Showing @ King’s theatre until Sat 16 Oct


Alan Aykbourn’s wry, witty and devastatingly middle-class play Bedroom Farce gently mocks those who marry for convenience, those who settle for second best and those who hide porn under the socks or think about floorboards while their partner is giving their “best performance”. But as we sit voyeuristically gazing at the three bedrooms and four issue-laden couples, the bleakness of the institution of marriage teeters delicately over the comic one-liners.

In bedroom one there’s Earnest (Bruce Montague) and Delia (Juliet Mills), the elderly couple who fit one another like comfy slippers. Bedroom two houses the playful, youthful and seemingly most well adjusted couple Malcolm (Ayden Callaghan) and Kate (Julia Mallam). Bedroom three is home to Jan and Nick (Max Caulfield) the pair who settled for second best. Then flitting between the bedrooms are Susannah and Trevor (Oliver Boot), the maladjusted duo who spend most of the play in tears or ripping each other’s hair out.
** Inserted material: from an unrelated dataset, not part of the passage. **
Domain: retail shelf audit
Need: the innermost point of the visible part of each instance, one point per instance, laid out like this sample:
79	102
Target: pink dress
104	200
Let down only by a couple of one-note performances, Peter Hall’s ensemble production is a largely enjoyable affair. With Aykbourn’s words rolling off the tongues of Mills and Montague, the relationship between Susannah and Trevor is left to offer a more sombre portrait of marriage. As Susannah nervously mutters: “I am confident, I am attractive” when she thinks she’s alone, the tenderness of her self-conscious character comes out and we’re left thinking she should be alone to “find out who she is” as Delia wisely puts it. As the play develops, Aykbourn’s scorn for marriage really becomes apparent, as the young couples each appear to have committed too soon in order to fit into that middle-class ideal. Hardly updated, Bedroom Farce faces a few challenges in terms of relevance in 2010 but whilst attitudes towards marriage have changed since the 1970s, with the Con-Dem coalition rewarding married couples over single-parent families, it seems that Bedroom Farce holds a more sinister position as a grim glimpse at a future where once more relationships are only valued if they are legally binding regardless of personal happiness.